The relief and recovery efforts remain apace, led by our National Disaster Center, with support from our development partners, including Australia, New Zealand, the United Nations system and others, for which we are grateful.

Mr. President, 
this tragic natural disaster is a clear reminder, yet again, of the vulnerabilities and challenges facing SIDS and many others. It also underscores the importance of further strengthening the national capacities and for greater investment in resilience building measures to address such increasing and worsening calamities, in a timely and effective manner, to protect and save the lives of our people’s and better safeguard our communities.
Indeed, one of the preliminary recommendations from our National Disaster Management Committee, arising from this tragic natural disaster, is the strong call to build capacity for disaster warnings and preparedness at all levels in the country.
In this spirit, we recognize and applaud The Antigua and Barbuda Agenda for SIDS (ABAS) – a Renewed Declaration for Resilient Prosperity – for rightly prioritizing the mainstreaming of Disaster Risk Reduction and underscoring the critical importance of strengthening disaster preparedness, including multi-hazard early warning systems and capacity to take action. Ensuring the effective operationalization of this ABAS provision is therefore critical.

Mr. President,
Since the recognition of the Special Case for SIDS, over three decades ago, the SIDS-family has come a long way, often in remarkable ways despite the constraints and heightened vulnerabilities faced.
As canaries in the coalmine, sounding out the alarm on the gravity of climate change not only to their wellbeing and survival but for humanity, as a whole, and as guardians of international law, which serves as an anchor for their rightful place in the international community.

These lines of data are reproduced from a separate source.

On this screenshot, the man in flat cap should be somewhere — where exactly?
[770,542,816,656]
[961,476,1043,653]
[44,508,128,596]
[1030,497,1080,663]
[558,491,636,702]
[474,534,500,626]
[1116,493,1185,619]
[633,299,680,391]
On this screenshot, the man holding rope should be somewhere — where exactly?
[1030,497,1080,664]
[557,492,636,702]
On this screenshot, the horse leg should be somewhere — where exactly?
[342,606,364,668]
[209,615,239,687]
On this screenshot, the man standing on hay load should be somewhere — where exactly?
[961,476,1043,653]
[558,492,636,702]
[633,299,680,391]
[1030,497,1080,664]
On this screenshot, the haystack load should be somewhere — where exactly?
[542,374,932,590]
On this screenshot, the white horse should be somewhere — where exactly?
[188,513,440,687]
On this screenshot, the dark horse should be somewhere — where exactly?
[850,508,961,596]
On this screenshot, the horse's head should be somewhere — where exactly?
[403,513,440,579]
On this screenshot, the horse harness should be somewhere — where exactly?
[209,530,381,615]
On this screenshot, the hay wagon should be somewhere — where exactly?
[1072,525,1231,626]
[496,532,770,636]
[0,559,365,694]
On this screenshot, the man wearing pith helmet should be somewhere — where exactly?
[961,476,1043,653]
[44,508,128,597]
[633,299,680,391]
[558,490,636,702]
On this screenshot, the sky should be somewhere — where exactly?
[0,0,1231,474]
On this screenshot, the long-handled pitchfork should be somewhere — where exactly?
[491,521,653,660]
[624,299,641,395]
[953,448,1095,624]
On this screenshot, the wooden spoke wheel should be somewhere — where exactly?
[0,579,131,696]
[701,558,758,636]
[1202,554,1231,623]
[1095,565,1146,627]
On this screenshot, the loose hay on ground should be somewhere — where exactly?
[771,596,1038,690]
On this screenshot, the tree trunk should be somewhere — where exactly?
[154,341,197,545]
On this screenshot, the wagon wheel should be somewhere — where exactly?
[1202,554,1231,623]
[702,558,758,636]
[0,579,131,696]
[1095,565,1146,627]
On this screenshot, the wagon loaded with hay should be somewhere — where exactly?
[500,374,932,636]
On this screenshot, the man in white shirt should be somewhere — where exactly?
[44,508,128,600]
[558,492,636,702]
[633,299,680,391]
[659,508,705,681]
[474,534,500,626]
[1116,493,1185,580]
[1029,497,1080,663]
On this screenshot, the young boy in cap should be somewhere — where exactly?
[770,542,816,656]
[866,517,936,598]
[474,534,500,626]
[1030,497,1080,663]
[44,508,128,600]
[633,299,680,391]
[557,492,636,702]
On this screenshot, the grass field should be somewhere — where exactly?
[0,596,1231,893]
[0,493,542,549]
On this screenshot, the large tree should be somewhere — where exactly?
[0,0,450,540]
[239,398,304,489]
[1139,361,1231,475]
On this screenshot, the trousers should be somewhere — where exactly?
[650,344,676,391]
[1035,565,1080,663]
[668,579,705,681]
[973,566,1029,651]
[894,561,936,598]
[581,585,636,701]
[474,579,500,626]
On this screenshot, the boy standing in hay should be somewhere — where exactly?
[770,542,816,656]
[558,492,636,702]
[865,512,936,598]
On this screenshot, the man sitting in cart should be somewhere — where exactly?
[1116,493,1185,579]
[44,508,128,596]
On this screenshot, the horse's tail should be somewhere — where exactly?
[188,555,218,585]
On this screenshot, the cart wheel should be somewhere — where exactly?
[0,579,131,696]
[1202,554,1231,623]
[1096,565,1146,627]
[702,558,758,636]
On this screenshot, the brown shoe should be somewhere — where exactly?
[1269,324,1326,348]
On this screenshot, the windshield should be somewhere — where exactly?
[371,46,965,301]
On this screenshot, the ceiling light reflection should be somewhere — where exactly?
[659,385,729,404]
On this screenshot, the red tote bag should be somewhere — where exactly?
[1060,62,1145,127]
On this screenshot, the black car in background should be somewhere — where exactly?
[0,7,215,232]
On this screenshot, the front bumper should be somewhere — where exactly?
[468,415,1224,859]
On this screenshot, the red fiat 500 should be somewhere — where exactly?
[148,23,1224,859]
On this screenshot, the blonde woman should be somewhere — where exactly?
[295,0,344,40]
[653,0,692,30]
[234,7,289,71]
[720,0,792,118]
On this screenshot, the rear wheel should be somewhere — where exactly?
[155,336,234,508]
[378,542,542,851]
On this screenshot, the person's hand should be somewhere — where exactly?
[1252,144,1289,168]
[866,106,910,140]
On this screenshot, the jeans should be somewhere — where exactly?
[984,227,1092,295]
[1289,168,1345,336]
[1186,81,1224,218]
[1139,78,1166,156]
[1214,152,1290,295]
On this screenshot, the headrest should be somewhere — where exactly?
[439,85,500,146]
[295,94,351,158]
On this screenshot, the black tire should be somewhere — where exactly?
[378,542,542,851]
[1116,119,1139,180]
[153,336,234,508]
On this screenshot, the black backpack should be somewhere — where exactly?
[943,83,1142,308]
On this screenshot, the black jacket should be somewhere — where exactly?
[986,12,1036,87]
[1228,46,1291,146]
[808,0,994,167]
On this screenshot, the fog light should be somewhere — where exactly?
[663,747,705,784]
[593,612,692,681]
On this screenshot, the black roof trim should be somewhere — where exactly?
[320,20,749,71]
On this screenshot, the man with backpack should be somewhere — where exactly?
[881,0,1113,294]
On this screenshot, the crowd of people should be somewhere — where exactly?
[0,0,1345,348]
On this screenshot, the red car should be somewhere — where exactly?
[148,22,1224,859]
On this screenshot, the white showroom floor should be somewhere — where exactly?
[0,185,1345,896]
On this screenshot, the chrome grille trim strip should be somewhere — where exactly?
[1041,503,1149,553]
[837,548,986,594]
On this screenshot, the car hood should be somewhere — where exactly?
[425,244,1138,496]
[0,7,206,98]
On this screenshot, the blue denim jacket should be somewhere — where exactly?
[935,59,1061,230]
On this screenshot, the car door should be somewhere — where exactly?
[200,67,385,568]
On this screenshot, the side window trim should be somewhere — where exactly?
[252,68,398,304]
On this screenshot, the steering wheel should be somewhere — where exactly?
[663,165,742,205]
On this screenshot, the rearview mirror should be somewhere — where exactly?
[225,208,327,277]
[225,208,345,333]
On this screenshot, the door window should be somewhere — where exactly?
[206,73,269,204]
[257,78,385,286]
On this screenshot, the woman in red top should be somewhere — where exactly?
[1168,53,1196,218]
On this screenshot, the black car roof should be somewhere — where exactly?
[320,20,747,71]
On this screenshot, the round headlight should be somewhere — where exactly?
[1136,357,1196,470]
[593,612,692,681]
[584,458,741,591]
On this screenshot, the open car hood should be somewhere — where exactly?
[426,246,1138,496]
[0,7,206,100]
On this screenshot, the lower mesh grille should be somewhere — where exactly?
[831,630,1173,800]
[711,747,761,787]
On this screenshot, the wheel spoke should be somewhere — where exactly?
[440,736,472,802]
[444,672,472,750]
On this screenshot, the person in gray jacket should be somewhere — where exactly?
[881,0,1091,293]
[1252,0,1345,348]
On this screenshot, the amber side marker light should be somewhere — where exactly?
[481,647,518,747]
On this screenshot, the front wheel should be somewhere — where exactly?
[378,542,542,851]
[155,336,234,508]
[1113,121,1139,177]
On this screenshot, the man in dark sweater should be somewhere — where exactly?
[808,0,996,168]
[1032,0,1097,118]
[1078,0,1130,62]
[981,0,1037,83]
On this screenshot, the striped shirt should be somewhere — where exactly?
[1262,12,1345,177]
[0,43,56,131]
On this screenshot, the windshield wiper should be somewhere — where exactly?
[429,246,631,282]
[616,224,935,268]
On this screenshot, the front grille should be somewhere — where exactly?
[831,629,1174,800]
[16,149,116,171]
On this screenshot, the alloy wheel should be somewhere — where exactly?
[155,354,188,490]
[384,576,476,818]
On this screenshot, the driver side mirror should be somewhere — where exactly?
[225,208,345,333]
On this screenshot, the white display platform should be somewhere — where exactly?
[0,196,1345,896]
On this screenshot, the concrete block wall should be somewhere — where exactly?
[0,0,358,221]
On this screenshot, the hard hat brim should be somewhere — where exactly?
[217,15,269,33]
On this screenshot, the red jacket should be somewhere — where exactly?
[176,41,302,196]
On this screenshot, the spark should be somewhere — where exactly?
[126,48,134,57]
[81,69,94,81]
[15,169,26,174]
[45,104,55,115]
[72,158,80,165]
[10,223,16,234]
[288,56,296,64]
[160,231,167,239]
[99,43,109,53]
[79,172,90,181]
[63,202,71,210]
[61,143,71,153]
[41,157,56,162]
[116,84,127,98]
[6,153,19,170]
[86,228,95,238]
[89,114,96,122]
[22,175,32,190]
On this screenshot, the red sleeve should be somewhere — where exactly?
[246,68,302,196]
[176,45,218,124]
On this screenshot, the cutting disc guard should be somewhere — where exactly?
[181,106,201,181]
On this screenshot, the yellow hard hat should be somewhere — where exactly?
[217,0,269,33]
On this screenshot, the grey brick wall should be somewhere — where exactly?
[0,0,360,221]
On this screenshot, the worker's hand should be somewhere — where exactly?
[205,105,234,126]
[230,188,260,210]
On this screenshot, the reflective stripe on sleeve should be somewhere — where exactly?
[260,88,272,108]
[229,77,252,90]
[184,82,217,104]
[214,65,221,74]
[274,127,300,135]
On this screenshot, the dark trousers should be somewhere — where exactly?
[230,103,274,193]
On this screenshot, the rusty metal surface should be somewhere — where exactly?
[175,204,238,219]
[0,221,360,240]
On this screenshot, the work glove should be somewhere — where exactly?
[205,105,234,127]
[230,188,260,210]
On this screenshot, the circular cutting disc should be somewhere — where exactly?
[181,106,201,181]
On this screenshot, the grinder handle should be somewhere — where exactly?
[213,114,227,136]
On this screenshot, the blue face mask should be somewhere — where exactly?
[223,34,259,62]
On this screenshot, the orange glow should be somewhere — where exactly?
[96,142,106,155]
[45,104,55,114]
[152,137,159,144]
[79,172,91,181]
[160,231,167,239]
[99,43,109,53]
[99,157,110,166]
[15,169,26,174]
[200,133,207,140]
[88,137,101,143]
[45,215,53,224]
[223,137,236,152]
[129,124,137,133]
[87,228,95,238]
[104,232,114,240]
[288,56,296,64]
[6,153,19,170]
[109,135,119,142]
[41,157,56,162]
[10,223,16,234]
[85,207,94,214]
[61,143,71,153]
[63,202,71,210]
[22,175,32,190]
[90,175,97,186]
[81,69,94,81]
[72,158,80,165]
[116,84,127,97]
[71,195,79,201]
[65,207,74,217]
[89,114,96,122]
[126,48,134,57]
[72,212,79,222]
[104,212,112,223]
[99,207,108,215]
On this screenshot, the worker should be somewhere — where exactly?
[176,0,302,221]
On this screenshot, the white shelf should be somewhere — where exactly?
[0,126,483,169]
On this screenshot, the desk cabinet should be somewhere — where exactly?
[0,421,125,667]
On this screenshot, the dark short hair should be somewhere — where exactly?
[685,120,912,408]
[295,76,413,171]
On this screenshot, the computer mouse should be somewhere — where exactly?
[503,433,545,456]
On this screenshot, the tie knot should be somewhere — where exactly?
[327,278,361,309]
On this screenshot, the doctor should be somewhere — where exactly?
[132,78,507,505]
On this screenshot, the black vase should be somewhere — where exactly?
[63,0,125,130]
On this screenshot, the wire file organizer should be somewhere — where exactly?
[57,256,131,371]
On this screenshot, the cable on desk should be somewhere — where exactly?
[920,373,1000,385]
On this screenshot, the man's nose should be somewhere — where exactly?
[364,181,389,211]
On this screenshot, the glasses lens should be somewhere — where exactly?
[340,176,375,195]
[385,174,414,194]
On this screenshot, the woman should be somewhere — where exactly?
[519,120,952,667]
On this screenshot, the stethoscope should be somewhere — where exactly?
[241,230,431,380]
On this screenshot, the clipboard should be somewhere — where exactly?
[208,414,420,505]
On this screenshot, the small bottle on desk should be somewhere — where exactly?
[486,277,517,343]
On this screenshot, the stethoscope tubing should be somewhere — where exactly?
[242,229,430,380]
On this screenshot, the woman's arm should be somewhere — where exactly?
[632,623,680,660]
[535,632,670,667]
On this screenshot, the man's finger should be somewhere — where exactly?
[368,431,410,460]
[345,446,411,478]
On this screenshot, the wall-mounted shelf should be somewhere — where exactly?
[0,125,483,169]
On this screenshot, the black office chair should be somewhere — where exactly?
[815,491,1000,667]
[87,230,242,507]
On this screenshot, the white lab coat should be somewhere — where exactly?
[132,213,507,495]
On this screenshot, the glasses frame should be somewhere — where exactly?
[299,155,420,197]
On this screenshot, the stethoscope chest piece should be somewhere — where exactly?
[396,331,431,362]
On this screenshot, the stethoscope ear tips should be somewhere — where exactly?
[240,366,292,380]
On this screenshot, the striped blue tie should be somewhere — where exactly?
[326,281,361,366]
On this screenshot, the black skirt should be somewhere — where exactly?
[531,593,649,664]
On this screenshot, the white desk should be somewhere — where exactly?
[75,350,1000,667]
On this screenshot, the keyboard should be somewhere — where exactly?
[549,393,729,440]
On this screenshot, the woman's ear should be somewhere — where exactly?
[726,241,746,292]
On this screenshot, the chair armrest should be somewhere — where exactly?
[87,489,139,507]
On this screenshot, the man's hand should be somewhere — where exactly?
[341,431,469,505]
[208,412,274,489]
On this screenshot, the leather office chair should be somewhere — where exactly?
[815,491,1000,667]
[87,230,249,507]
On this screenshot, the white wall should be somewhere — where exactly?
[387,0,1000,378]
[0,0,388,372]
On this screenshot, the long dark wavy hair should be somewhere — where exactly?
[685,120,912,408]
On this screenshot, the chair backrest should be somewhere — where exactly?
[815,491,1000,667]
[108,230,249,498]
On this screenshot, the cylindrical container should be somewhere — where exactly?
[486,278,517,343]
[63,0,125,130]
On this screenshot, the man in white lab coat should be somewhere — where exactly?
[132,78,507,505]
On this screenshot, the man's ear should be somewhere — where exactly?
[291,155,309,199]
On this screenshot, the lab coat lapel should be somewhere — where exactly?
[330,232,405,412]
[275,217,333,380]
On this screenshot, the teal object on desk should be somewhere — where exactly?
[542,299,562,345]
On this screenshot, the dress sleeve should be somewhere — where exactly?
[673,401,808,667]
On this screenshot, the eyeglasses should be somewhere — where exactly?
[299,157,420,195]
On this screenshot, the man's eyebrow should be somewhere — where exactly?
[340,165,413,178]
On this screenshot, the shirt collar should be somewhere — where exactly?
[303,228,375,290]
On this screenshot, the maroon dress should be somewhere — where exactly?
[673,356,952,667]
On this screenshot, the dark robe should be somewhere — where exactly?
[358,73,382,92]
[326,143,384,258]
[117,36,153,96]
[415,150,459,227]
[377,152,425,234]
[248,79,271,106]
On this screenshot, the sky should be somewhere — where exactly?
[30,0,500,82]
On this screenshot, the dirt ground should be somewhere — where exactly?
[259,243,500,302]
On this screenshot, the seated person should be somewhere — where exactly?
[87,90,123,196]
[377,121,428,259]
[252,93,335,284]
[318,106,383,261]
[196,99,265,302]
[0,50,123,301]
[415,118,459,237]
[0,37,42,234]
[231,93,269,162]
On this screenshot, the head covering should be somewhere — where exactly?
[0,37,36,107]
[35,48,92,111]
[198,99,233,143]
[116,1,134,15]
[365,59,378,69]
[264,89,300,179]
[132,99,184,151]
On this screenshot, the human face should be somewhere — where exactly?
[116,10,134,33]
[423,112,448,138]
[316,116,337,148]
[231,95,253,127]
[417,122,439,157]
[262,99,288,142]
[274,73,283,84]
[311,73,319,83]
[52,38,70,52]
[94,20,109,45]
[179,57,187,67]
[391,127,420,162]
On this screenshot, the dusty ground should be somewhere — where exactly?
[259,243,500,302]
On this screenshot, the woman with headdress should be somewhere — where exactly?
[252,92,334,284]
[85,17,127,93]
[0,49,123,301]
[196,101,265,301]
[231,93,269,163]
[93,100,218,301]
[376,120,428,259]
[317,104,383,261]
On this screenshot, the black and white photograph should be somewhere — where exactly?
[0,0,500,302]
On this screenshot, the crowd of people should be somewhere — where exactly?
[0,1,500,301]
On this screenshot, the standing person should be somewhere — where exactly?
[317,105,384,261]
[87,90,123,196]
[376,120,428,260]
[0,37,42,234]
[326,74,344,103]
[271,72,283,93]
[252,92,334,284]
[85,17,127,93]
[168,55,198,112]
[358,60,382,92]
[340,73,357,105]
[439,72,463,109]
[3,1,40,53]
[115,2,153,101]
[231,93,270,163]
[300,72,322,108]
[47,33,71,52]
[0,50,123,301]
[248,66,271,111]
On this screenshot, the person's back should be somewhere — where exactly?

The championing of landmark and groundbreaking global legacies, such as the International Court of Justice Advisory Opinion on climate change, led by Vanuatu, our fellow Pacific SIDS and on the International Tribunal for the Law of the Sea (ITLOS) Advisory Opinion on climate change and international law, submitted by the Commission of Small Island States (COSIS), are but a testament to what SIDS are capable of, to making our world a better place for all.

Mr. President, 
despite SIDS measured progress been made in various sectors such as in education, health, gender equality and empowerment, economic growth, oceans agenda, environmental protection and conservation and climate change, the work for SIDS is far from over. It requires our sustained commitment, individually and collectively.
The climate fight and the challenges of the rising sea-levels remain paramount priority issues for us, like many other SIDS, from whom we have heard loud and clear, yet again, in this Conference.
Also, for my delegation, like many other SIDS, the pressing and urgent need for access to adequate, predictable and sustainable financing, at speed and scale and at affordable rates, to meet our development needs, is critically important.
At our national level, we are embarking on growing our economy from the current twenty-eight billion dollars per year to around 57 billion dollars, per year by 2030, and to create additional one million jobs countrywide, to take us progressively into the future, including delivering on our 2030 Agenda commitment.
We are implementing strengthened domestic resource mobilization, including through:

Tax reforms and enhanced internal revenue collection;


Domestic laws and policies review and revision to ensure that our natural resources development in the extractive industry is on fair, just and equitable terms;

Incentivizing public private-partnership;

Strengthening governance laws and policies to tide illicit financial flows; and

Addressing systemic issues on foreign exchange.
Mr. President, the financing we need for our sustainable development cannot be achieved through domestic resource mobilization, alone, but will require the necessary fiscal space and a reformed international financial architecture to deliver it.
it is merely not enough to demand SIDS to fix their domestic systems to support development financing, it is crucial to address the existing shortcomings of the international financial system that continue to be a bane to the financing for d
evelopment needs of developing countries like my own.
We therefore strongly support the renewed call by the UN Secretary-General and other SIDS for urgent reforms of the international financial system to make it fair and just for SIDS development support.
We also join other SIDS and reiterate our call for international financial institutions and development partners to use the final report and recommendations of the High-Level Panel on the Multi-dimensional Vulnerability Index (MVI).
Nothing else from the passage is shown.